The Pakistani challenge
Worlds silver medallist Deepak Punia (86kg), who recovered from an injury, displayed his improved defence to take his first gold. His final match against Muhammad Inam, a gold medallist in 2010 and 2018, was much anticipated as the Pakistani had beaten India’s Anuj Kumar to take the 84kg gold in the Delhi Games. Deepak’s personal coach Virender Kumar said the Olympics setback must have played on the young wrestler’s mind and held him back from exhibiting his attacking game.
Deepak Nehra (97kg) and Mohit Grewal (125kg) — who had an injury in his left leg — showed glimpses of their talent while bagging bronze medals. “Deepak Nehra came through trials which had established wrestlers like Mausam Khatri and Satyawart Kadian. He lost to the Canadian wrestler (Nishan Randhawa) due to his own fault. He could have given us a better result,” said Vinod. According to Vinod, the challenge posed by the Pakistani wrestlers was a new aspect of the Games.

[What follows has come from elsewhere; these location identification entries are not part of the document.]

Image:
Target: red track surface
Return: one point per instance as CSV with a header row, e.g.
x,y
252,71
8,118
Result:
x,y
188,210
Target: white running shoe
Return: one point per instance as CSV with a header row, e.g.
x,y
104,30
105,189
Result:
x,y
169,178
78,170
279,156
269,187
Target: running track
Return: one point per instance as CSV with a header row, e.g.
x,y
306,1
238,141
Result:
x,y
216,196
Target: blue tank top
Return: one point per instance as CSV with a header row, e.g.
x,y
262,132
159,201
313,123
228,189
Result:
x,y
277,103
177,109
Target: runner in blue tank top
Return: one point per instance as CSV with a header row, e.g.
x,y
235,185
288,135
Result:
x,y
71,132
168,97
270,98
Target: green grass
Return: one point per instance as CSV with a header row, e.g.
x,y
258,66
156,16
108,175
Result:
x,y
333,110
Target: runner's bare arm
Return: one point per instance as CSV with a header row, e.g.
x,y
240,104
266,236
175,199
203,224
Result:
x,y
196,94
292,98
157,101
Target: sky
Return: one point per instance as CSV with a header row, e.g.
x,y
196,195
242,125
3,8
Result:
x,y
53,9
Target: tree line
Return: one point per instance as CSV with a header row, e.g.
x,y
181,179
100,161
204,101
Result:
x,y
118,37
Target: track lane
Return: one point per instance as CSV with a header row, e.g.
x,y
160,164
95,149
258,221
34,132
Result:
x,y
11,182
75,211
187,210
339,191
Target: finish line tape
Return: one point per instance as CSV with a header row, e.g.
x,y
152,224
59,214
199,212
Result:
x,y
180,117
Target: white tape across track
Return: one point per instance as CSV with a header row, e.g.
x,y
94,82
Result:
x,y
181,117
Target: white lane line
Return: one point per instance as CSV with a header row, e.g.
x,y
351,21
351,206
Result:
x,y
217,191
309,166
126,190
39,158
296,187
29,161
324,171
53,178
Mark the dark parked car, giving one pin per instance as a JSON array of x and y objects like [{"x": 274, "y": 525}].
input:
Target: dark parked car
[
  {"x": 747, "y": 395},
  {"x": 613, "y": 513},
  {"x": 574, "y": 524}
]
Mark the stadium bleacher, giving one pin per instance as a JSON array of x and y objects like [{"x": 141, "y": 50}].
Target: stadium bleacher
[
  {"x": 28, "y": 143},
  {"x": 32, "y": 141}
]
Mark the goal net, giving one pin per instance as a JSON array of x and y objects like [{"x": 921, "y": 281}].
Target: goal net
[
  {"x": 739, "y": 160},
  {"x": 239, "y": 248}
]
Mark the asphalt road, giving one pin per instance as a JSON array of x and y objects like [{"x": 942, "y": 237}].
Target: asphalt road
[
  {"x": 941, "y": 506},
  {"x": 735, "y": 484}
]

“Pakistanis used to send good wrestlers in one or two categories, but this time they fielded a good batch of wrestlers. It’s nice that our wrestlers performed well against them.”
Back to winning ways
National women’s team head coach Jitender Yadav was relieved to see seasoned wrestlers Olympics bronze medallist Sakshi Malik (62kg) and Worlds bronze medallist Vinesh Phogat (53kg) breaking psychological barriers to assert their class again. “Both of them are world-class wrestlers who had psychological issues. It was a big challenge to bring them out of that and it took some time. I am glad that they performed freely and were successful,” said Jitender.
Sakshi, who had secured a silver and a bronze in the earlier editions, was thrilled to shed her indifferent form and low self-confidence to claim her maiden gold medal.
“This is the biggest medal for me since the (2016) Olympics (bronze). I never got to hold the tricolour after that. Standing on the podium with the national anthem playing was a dream come true,” said Sakshi, who rallied to beat World Under-23 and Pan-American champion Ana Godinez Gonzalez of Canada in the title clash.
Vinesh, who had a forgettable Olympics followed by an elbow surgery, also regained some confidence by producing some commanding performances and securing her third successive gold.
Jitender expected World Championships silver medallist Anshu Malik (57kg) and Worlds Under-23 silver medallist Pooja Gehlot (50kg) to perform better. Anshu got silver, while Pooja won bronze.
“I expected better results from Anshu and Pooja Gehlot. But Anshu had an elbow issue, while Pooja had a sore ankle. Still, Anshu could have won a gold. Even though her Nigerian opponent (Odunayo Adekuoroye) in the final was a two-time defending champion, Anshu is an up-and-coming talent,” said Jitender.
Now Anshu is likely to miss the World Championships to recover from her injury.
Divya Kakran (68kg) got her second consecutive bronze and Pooja Sihag (76kg) her first.
The wrestlers may have upheld India’s reputation as a powerhouse in wrestling among the Commonwealth nations, but the standard is much higher in Asian-level and world-level competitions.
Nevertheless, Indian wrestling has been blossoming, with wrestlers winning medals in every age group and in all competitions consistently. This has been made possible by the abundance of talent and the increase in confidence and aspirations of the Indian wrestlers following the country’s success at the World Championships and Olympics in the last 14 years.
The absence of wrestling in the 2026 Commonwealth Games, therefore, comes as a big shock for the Indian wrestling fraternity. It will not only rob wrestlers of a platform to compete, but also hamper India’s position in the medals tally.
The Indian Olympic Association (IOA) and the UWW Commonwealth Wrestling Committee have shown their eagerness to take up the issue with the authorities concerned. An outcome in favour of the sport will equally please the Indian wrestlers and their keen followers.